Roark was the protagonist of Ayn Rand‘s 1949 novel The Fountainhead. An architect who wouldn’t compromise his ideals or his integrity, he declared that independence from other people was the hallmark of personal worth:
“Independence is the only gauge of human virtue and value. What a man is and makes of himself; not what he has or hasn’t done for others. There is no substitute for personal dignity. There is no standard of personal dignity except independence.”1
Born in Russia in 1905, Rand and her family were persecuted by the Communist government after the 1917 revolution. When she got a chance in 1926 to emigrate to the United States, she took it. Reacting against the Soviet Union’s collectivism, she went to the opposite extreme. She argued that individualism and personal self-interest were the basis of morality. She denied any individual responsibility for the good of others or the welfare of the community.
Where does Judaism sit on the spectrum between individualism and collectivism? Can you be a faithful Jew as a “lone wolf,” or do you need to be part of a Jewish community?
It seems to me that the answers are: yes, and yes.
It’s possible to be a faithful Jew all by yourself. However, if you’re part of a community, it’s easier and you can do a better job of it.
Alone, you can say most of the prayers. You can do your best to live morally and to respect God. But if you do only that, you neglect the duties and miss the benefits of participation.
The Talmud says that “all Jews are responsible for one another.”2 Traditionally, that means each of us is responsible not only for our own behavior, but for that of all other Jews.
There are also benefits that we can’t get if we remain alone. Participation in communal worship helps to strengthen our ability to live by our ideals. Psychologists call it “sensory pageantry:” music, sound, ritual, repeated physical actions, and repeated spoken declarations reinforce our moral commitment.
Likewise, interaction with other members of the community gives us feedback about our own ideas and behavior. It’s easy – too easy — for us to rationalize doing things we want that are morally dubious.

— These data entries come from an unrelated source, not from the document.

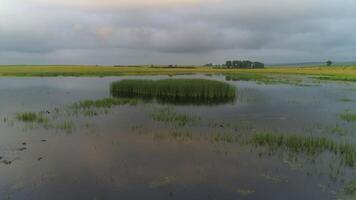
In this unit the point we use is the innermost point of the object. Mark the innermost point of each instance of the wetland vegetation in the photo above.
(180, 91)
(262, 130)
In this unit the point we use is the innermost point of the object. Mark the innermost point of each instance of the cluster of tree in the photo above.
(244, 64)
(329, 63)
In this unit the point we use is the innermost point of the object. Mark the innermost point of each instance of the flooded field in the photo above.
(152, 137)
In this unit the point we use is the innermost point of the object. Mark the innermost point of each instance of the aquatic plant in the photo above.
(306, 144)
(32, 117)
(103, 103)
(177, 91)
(164, 181)
(350, 188)
(349, 117)
(169, 115)
(245, 192)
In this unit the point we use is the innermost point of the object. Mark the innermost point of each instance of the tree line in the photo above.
(240, 64)
(243, 64)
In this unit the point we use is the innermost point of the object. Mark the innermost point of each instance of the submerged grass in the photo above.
(32, 117)
(169, 115)
(103, 103)
(329, 73)
(348, 117)
(180, 91)
(306, 144)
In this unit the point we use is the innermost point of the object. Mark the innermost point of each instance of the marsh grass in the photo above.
(306, 144)
(66, 126)
(103, 103)
(176, 91)
(245, 192)
(339, 130)
(92, 108)
(32, 117)
(224, 137)
(350, 188)
(348, 116)
(162, 182)
(170, 116)
(265, 79)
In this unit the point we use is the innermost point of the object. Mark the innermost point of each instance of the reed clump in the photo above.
(307, 144)
(184, 91)
(102, 103)
(32, 117)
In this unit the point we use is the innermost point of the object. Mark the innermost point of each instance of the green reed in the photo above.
(183, 91)
(31, 117)
(307, 144)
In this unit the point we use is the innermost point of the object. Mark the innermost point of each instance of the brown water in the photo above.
(124, 153)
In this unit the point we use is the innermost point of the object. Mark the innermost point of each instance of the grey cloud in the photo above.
(274, 31)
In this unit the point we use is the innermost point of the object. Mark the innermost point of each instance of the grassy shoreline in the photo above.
(328, 73)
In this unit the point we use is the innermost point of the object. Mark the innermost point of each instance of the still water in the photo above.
(122, 153)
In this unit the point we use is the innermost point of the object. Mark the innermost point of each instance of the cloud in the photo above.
(122, 3)
(140, 31)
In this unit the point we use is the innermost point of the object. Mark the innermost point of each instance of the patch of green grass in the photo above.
(162, 182)
(306, 144)
(346, 99)
(339, 130)
(103, 103)
(178, 91)
(168, 115)
(245, 192)
(350, 188)
(247, 77)
(348, 117)
(66, 126)
(264, 79)
(32, 117)
(224, 137)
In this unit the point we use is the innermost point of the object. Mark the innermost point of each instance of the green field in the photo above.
(328, 73)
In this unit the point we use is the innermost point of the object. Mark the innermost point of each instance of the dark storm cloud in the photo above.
(169, 31)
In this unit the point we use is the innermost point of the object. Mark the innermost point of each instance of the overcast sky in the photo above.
(176, 31)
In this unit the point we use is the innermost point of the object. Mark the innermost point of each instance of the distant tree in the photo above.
(258, 65)
(228, 63)
(329, 63)
(236, 63)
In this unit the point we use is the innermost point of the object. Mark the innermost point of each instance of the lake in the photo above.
(146, 148)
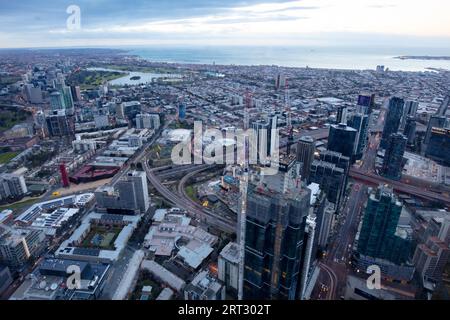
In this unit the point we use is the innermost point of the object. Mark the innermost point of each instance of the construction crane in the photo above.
(289, 126)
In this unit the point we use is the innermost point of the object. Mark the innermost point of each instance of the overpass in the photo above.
(400, 187)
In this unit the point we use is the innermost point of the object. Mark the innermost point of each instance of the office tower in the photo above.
(57, 101)
(330, 178)
(444, 106)
(360, 122)
(341, 116)
(131, 109)
(366, 103)
(393, 157)
(147, 121)
(76, 93)
(129, 195)
(410, 130)
(204, 287)
(342, 139)
(409, 110)
(378, 237)
(12, 186)
(263, 129)
(430, 259)
(181, 112)
(308, 252)
(435, 121)
(438, 147)
(68, 100)
(305, 154)
(277, 207)
(280, 81)
(228, 265)
(393, 118)
(59, 124)
(17, 246)
(34, 94)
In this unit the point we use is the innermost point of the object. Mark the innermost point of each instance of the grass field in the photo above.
(7, 156)
(101, 237)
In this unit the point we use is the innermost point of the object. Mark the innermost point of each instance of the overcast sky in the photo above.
(33, 23)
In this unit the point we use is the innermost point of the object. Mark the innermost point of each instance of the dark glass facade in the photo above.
(393, 157)
(275, 228)
(393, 118)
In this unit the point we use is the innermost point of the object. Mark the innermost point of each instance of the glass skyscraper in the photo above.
(393, 118)
(275, 228)
(379, 237)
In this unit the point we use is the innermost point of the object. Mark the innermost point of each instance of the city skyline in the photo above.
(254, 22)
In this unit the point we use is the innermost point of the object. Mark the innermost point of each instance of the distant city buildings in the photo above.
(393, 118)
(380, 236)
(342, 139)
(393, 157)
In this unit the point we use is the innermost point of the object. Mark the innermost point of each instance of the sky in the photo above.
(43, 23)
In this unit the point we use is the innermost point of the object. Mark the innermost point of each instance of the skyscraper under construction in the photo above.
(277, 208)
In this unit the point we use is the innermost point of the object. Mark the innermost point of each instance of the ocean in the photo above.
(354, 58)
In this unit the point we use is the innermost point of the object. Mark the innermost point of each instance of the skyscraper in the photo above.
(360, 122)
(367, 102)
(57, 101)
(436, 121)
(342, 139)
(393, 118)
(341, 116)
(410, 110)
(410, 130)
(378, 236)
(277, 207)
(305, 154)
(393, 157)
(438, 147)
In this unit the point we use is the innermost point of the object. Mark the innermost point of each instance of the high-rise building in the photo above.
(360, 122)
(34, 94)
(264, 130)
(409, 110)
(147, 121)
(342, 139)
(393, 157)
(130, 194)
(393, 118)
(341, 116)
(410, 130)
(12, 186)
(228, 265)
(367, 102)
(57, 101)
(430, 259)
(435, 121)
(59, 124)
(305, 154)
(444, 106)
(277, 207)
(379, 237)
(438, 147)
(330, 177)
(17, 246)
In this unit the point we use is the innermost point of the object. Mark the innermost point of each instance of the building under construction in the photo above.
(277, 208)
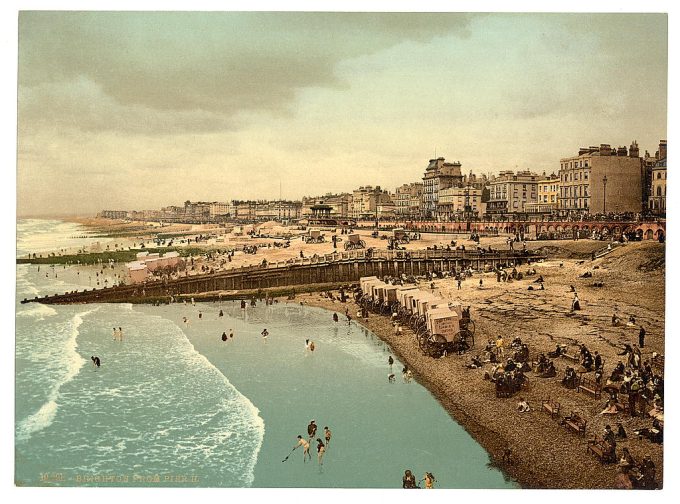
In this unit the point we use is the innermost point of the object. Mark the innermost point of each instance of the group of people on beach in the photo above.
(408, 481)
(321, 446)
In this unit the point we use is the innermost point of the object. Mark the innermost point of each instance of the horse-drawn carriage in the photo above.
(444, 333)
(400, 235)
(314, 236)
(354, 242)
(510, 382)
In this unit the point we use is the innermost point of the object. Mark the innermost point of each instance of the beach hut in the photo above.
(364, 280)
(425, 302)
(402, 292)
(378, 290)
(443, 321)
(137, 271)
(390, 293)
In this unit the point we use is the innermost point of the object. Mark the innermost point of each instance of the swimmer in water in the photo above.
(305, 448)
(311, 429)
(320, 450)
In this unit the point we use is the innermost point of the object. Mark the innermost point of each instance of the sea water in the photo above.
(174, 405)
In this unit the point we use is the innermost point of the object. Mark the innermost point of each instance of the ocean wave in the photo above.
(220, 436)
(37, 310)
(72, 363)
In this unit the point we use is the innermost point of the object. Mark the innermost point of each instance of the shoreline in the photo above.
(544, 454)
(487, 438)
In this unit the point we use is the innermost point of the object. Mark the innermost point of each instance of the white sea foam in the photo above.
(256, 420)
(38, 311)
(72, 364)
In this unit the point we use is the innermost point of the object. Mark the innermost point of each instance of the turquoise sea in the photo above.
(174, 405)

Other people can provide us with checks on our own thoughts and behavior:
- Moral accountability: Are we doing the right things, not just according to us, but according to other people? We are never unbiased about our own actions and motivations. Neither are other people, but they can often be less biased about our actions than we are.
- Intellectual accountability: Do our ideas make sense? Naturally, they make sense to us, but do they make sense to anyone else? We seldom see the flaws in our own arguments and opinions.
- Social accountability: Are we fulfilling our responsibilities to other people and to the community as a whole? Or are we too easily letting ourselves off the hook?
As members of a community, we also naturally care about what other people think of us. Very few of us, if any, can be totally indifferent to the respect or disapproval of others. That doesn’t seem very strong or individualistic. However, contrary to what you might think, it’s a good thing. As they say in the computer business, it’s not a bug, it’s a feature.
Suppose that you’re tempted to cheat on your spouse. Ideally, you’ll choose not to do it because you know that it’s morally wrong; but we’re not ideal people. We have an impulse to evil along with our impulse to good. If all you can depend on are your own conscience and will power, then you can be defeated by rationalization and the desire to do what you want. In a community, you have a backup team to strengthen your conscience: “What if someone sees me? What would they think? Would they tell my spouse? What if it got back to the other members of the synagogue?”
Of course, it’s best if we do the right thing for the right reasons. However, doing the right thing for less admirable reasons is better than doing the wrong thing. Just as you are responsible for other Jews, they are responsible for you. They’re your backup and you are theirs. Alexander Pope identified the issue very clearly:
“Vice is a monster of so frightful mien,
As to be hated, needs but to be seen;
Yet seen too oft, familiar with her face,
We first endure, then pity, then embrace.”
So if you want, or if you must, you can be a lone wolf. But you’ll be missing a lot.